An excellent example was the Harukoma Festival in Kawaba-Mura, Gunma Prefecture. Dating from the Meiji period, this festival is said to have originated with traveling minstrels who provided entertainment as an offering for the success of the local silkworm breeding industry. Two groups of four men dress up as women, forming two mother-and-daughter pairs in each group. Starting at dawn, the groups travel to each of the roughly 120 households in the village to sing, dance, and beat on drums with mulberry branches. (Silkworms feed on mulberry leaves.) Because the event takes place in the dead of winter, each household greets the performers with hot food and warm sake. The performers then give each of the households a mulberry branch. It takes until sunset for the groups to make the rounds of all the village houses.
The participants get an earlier start for the Minato Matsuri of Kushimoto, Wakayama Prefecture. Held to pray for a large fish harvest and prosperity in business, the festival begins with several activities. The main event starts later in the afternoon when two teams of 12 men in their 20s strip to the waist, board two boats, and row around the harbor tossing mochi rice cakes to the spectators. They conclude with a race from the harbor to an outlying island and back.
Another wacky festival involving hardy souls ignoring the frigid temperatures is the Water Splashing Festival of Daito, Iwate Prefecture, which was held this year for the 347th straight year. It originated when part of Edo burnt down in 1657, and the date of the fire became inauspicious. Parades and other events are held on the morning of this day. Then at 3:00 p.m., more than 200 men, wearing only straw headbands and white coverlets around their waists, let out a whoop and charge down the city’s main shopping street in sub-zero weather for a 500-meter dash. Crowds lining the streets splash them with purified water they have brought in buckets for the occasion. The festival is held to ward off bad luck and to pray for protection against illness and disaster.
Not all the festivals involved physical hardship, as is seen with the Mosso Matsuri held in Wajima, Ishikawa Prefecture this week. Dating from the Edo period, the festival originated when farmers, straining under an exorbitant annual rice tribute, gathered secretly in a hidden paddy to stuff themselves with the rice they harvested instead of giving it up to the taxman. Every year, the participants eat a bowl of rice about 15 centimeters high that has been formed with a mosso, which is a cylindrical wooden frame.
I suspect the world would be a very different place if the religious faithful conducted rites such as those of the participants in the Waraiko Festival of Hofu, Yamaguchi Prefecture.

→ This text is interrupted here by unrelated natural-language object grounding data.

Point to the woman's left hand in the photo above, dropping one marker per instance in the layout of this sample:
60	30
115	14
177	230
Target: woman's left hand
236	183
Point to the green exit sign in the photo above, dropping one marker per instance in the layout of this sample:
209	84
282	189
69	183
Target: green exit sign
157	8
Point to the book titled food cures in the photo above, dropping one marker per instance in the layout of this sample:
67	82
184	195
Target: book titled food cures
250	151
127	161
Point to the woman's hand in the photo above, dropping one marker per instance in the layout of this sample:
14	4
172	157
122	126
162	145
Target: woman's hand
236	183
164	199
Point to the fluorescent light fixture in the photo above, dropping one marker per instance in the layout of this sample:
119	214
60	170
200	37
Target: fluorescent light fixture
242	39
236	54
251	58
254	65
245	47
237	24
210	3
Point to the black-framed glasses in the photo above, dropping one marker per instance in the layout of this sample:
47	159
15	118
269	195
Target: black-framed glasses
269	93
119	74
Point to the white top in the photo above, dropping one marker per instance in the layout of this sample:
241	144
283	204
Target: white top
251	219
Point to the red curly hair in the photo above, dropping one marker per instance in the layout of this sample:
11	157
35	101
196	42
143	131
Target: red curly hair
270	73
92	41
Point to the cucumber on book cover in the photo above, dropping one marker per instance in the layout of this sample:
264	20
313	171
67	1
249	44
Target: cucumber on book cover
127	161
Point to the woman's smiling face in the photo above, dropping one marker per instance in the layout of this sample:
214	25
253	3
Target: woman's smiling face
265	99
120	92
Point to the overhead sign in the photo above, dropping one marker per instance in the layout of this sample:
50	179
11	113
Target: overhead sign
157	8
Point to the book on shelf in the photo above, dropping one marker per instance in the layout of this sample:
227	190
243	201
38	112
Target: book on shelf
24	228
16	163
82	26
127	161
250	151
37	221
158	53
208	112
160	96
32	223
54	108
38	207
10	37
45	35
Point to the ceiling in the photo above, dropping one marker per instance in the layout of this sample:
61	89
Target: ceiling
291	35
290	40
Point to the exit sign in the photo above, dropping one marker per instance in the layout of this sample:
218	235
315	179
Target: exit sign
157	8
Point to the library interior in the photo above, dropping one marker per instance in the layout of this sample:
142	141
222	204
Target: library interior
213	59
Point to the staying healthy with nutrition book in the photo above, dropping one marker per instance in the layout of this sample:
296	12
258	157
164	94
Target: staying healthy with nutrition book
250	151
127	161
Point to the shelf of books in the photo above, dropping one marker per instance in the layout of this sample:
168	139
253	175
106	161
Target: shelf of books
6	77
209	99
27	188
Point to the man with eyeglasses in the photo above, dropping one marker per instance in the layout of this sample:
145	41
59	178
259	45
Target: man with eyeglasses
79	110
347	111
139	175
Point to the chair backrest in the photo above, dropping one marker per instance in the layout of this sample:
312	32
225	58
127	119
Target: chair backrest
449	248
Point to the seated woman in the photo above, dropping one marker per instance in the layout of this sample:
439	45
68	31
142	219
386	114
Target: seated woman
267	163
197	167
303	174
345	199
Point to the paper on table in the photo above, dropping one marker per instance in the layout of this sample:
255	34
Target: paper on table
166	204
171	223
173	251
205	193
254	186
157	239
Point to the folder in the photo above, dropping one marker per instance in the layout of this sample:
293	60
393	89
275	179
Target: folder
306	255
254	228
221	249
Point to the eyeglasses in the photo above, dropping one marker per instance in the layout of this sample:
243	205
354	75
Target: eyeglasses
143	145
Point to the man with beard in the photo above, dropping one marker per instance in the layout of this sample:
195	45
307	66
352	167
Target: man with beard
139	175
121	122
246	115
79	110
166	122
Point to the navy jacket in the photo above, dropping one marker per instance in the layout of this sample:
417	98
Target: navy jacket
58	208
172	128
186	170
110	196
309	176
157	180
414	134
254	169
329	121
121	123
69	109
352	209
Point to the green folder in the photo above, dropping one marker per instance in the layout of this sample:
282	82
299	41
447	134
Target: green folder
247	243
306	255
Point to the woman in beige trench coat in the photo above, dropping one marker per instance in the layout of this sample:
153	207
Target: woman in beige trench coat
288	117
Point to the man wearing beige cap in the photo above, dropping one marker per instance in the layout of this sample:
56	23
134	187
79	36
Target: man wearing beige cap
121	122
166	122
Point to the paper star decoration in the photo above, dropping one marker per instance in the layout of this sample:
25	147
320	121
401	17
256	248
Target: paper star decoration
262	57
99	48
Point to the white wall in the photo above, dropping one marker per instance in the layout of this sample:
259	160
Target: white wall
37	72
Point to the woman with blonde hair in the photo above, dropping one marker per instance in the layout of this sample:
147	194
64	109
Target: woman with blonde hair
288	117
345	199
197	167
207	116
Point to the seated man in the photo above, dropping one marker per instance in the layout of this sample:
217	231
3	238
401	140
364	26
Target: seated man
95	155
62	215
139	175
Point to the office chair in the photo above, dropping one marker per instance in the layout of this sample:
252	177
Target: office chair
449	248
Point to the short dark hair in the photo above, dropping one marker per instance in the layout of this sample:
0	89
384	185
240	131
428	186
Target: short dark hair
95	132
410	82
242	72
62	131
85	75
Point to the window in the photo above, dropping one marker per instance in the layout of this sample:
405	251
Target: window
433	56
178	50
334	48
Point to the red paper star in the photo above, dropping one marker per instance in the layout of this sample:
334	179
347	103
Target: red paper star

It is usually performed on December 1, but a special performance was given at the 5th Regional Traditional Arts Festival in Tokyo. Dating from 1199, the event hardly seems like a religious ceremony. The representatives of 21 hereditary families dress in formal attire for a drinking party at the homes of people who have shown them special kindness during the year. Then, holding branches of the sacred sakaki tree, they laugh out loud three times. The first laugh is to give thanks for the harvest, the second is a request for a bountiful harvest next year, and the third is to banish the depressing thoughts of the past year. One of the participants, 72-year-old Hiroshi Uchida, commented that in accordance with the old Japanese proverb that blessings come to those who laugh, they laugh in the festival with the prayer that blessings will come to everyone.
Rather than being conducted by a Shinto shrine, the Shujo Oni festival of Bungotakada, Oita Prefecture, is held in two Buddhist temples. After a religious service, three large torches are lit in the temple. Then, two priests dressed as demons enter. The demons are the embodiment of the Buddha. They perform a dance and engage in other comical activities as they wave the torches in the air, scattering sparks over the onlookers. This festival, which is performed for protection against illness and disaster and to pray for a good harvest, has been conducted continuously since the year 718.